Details of the implementation

The client sends new command ArtifactStatusesRequest to check either the local relation is cached at the server or not. New command comes via new RPC endpoint ArtifactStatus. And the server answers by new message ArtifactStatusesResponse, see base.proto.

The client transfers serialized (in avro) body of local relation and its schema via the RPC endpoint AddArtifacts. On another hand, the server stores the received artifact in the block manager using the id CacheId. The last one has 3 parts:

userId - the identifier of the user that created the local relation,
sessionId - the identifier of the session which the relation belongs to,
hash - a sha-256 hash over relation body.

See SparkConnectArtifactManager.addArtifact().

The current query is blocked till the local relation is cached at the server side.

When the server receives the query, it retrieves userId, sessionId and hash from CachedLocalRelation, and gets the local relation data from the block manager. See SparkConnectPlanner.transformCachedLocalRelation().
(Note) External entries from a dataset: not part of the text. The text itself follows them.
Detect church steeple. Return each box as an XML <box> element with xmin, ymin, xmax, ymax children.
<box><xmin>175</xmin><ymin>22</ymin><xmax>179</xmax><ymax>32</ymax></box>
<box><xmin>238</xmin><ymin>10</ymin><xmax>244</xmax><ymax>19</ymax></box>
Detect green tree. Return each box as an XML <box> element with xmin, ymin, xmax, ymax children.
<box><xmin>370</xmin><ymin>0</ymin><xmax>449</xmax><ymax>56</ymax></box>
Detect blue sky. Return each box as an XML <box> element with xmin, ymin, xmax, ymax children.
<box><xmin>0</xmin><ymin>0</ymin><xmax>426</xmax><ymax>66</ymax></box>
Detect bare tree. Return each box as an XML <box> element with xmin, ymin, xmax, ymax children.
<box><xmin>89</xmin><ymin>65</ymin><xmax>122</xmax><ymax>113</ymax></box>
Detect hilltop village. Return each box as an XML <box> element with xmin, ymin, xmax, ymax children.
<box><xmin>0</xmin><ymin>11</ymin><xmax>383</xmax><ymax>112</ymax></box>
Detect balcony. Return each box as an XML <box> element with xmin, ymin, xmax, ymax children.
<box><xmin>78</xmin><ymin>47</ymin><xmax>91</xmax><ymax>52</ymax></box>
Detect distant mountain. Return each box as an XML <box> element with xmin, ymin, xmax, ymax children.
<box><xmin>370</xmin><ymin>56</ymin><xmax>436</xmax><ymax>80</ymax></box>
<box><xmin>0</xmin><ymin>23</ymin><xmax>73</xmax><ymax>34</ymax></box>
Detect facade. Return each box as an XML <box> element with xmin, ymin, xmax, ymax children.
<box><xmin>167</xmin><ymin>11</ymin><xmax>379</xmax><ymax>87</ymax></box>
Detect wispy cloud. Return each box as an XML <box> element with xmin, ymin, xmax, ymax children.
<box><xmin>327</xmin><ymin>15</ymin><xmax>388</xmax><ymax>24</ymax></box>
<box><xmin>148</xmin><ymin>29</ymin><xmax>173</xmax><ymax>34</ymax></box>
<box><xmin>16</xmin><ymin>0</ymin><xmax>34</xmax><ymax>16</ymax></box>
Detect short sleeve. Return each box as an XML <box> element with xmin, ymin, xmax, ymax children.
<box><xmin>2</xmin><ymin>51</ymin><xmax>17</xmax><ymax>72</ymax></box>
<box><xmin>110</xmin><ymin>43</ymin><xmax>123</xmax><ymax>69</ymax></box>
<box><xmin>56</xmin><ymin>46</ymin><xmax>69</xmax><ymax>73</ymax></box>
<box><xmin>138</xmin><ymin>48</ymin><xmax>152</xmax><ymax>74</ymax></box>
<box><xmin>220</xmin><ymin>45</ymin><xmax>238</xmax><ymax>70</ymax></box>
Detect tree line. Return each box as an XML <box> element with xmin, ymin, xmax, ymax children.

The occupied blocks at the block manager are removed when an user session is invalidated in userSessionMapping. See SparkConnectService.RemoveSessionListener and BlockManager.removeCache()`.

Why are the changes needed?

To allow creating a dataframe from a large local collection. spark.createDataFrame(...) fails with the following error w/o the changes:

23/04/21 20:32:20 WARN NettyServerStream: Exception processing message
org.sparkproject.connect.grpc.StatusRuntimeException: RESOURCE_EXHAUSTED: gRPC message exceeds maximum size 134217728: 268435456
	at org.sparkproject.connect.grpc.Status.asRuntimeException(Status.java:526)

Does this PR introduce any user-facing change?

No. The changes extend the existing proto API.

How was this patch tested?

By running the new tests:

$ build/sbt "test:testOnly *.ArtifactManagerSuite"
$ build/sbt "test:testOnly *.ClientE2ETestSuite"
$ build/sbt "test:testOnly *.ArtifactStatusesHandlerSuite"

…aFrame-2

zhengruifeng · 2023-04-20T07:40:03Z

...erver/src/main/scala/org/apache/spark/sql/connect/artifact/SparkConnectArtifactManager.scala

+          tmpFile = tmpFile,
+          blockSize = tmpFile.length())
+        updater.save()
+      }(catchBlock = {tmpFile.delete()})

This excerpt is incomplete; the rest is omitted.